BTRFS Root FS recovery?

Hey all,

So I woke up my main machine today that’s running on Fedora, and after I logged in, X11/GNOME straight up died. It booted me into the console, where systemd was complaining about a service not being able to start, but also that there was an I/O error on the boot drive. So I thought the best course of action was to use sysrq to sync the disks, then force a reboot via sysrq.

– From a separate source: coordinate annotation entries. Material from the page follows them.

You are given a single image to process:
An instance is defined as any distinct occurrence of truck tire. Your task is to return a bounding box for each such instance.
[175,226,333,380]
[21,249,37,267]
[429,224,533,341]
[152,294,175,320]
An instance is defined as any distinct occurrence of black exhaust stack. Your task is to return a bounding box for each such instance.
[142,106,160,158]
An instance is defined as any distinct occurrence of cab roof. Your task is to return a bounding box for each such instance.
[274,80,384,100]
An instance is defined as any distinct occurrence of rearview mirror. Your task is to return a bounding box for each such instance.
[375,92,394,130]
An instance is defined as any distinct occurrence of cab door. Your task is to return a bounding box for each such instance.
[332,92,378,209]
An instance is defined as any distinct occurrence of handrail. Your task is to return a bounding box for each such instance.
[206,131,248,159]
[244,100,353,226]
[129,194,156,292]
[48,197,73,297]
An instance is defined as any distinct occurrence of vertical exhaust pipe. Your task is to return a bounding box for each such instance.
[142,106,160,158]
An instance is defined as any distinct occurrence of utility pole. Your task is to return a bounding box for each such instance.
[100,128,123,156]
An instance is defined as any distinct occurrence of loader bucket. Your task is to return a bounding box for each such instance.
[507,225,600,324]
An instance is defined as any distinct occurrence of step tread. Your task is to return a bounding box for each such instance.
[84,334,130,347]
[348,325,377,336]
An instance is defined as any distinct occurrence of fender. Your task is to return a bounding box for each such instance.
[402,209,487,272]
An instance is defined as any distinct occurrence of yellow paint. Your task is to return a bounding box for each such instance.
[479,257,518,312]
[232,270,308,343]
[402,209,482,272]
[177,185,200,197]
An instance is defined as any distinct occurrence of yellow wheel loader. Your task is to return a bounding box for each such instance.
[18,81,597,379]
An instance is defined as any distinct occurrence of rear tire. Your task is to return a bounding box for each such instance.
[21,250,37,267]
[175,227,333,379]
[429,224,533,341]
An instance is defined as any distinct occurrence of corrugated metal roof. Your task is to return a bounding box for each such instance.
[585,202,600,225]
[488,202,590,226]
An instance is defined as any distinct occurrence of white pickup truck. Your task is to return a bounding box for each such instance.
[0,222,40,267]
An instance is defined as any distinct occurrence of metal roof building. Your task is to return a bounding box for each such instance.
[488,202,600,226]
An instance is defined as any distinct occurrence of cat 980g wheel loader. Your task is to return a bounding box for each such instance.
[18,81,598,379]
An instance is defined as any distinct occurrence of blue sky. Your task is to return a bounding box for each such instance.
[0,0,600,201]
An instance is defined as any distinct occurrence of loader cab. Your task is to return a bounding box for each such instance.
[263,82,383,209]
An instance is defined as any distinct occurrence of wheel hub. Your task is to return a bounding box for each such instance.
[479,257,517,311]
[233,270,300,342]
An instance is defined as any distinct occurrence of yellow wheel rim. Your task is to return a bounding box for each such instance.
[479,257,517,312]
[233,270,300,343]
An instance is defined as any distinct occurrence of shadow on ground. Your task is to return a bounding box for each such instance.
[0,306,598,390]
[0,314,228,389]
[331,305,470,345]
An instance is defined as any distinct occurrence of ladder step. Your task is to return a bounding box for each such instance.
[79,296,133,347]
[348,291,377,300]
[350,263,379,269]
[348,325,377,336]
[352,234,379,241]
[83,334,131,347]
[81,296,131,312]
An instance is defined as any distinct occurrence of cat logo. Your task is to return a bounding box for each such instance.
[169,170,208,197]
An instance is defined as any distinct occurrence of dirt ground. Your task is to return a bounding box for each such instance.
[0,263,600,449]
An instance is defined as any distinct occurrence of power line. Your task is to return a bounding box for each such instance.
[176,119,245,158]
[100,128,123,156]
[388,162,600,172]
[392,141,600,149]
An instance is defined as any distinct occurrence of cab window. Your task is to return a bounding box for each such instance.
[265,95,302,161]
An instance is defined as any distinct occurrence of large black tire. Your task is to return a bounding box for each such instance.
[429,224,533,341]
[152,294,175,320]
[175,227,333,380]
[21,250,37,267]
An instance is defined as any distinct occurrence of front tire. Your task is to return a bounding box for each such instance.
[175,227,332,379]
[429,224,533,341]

When I rebooted, the LSI HBA found my three other disks, but not the BTRFS boot disk. I pulled out the other drives and reconnected the boot drive. It booted, but it dropped into maintenance mode. When it did come back up, I checked dmesg, and when the system tried to mount the root filesystem, it came up with:

BTRFS error (device sdb3): parent transid verify failed on 66931867648 wanted 541837 found 541832
BTRFS: error (device sdb3) in btrfs_replay_log:2500: errno=-5 IO failure (Failed to recover log tree)
BTRFS error (device sdb3: state E): open_ctree failed

I’ve ran btrfs check as a couple of people suggested on reddit, but it seems to spew a variety of errors. I’ve refrained from running it with the --repair option in fear of damaging the filesystem even more.

At this point, all I need to get off of the drive is my home folder and nothing else, so even if I can only get the FS to be read-only, that’s good enough for me. If anyone has any ideas I’d be extremely greatful.

Other than that, I’m OK with reinstalling. I should’ve had a backup. Lesson learned the hard way.

Did you do any lvm changes prior to the error happening?
I think I once had a similiar problem after I’ve tried to setup a lvm mirror or cache device (I don’t remember) for the btrfs filesystem, and then after a reboot the filesystem couldn’t be mounted anymore.

I don’t think I have an LVM configuration on that drive. So no.

You could check if there’s anything just before the error in
ls -lrth /etc/lvm/archive/
but other than that I can’t really say. I’m no BTRFS expert. But I guess it’s maybe a good idea, if you could boot from some usb stick and try to clone the disk / create an image of the disk just to make sure that you have a backup before trying any recovery operations.

It looks like you can attempt data recovery (with btrfs restore), but no guarantees are made on data consistency.

Is your LSI HBA doing write-back caching without a battery backup? According to the above link, the main cause of this issue is a software issue (in the btrfs code in the kernel), or disk flushes not working properly.

There’s no battery, the controller’s built into the board. But I’m not sure about the write-back cache.

btrfs restore seems to restore only the stuff that doesn’t matter.

Is the LSI controller in HBA mode or RAID mode? (Do you need to manually create JBOD arrays for your OS to see the disks?).

HBA. No RAID capabilities.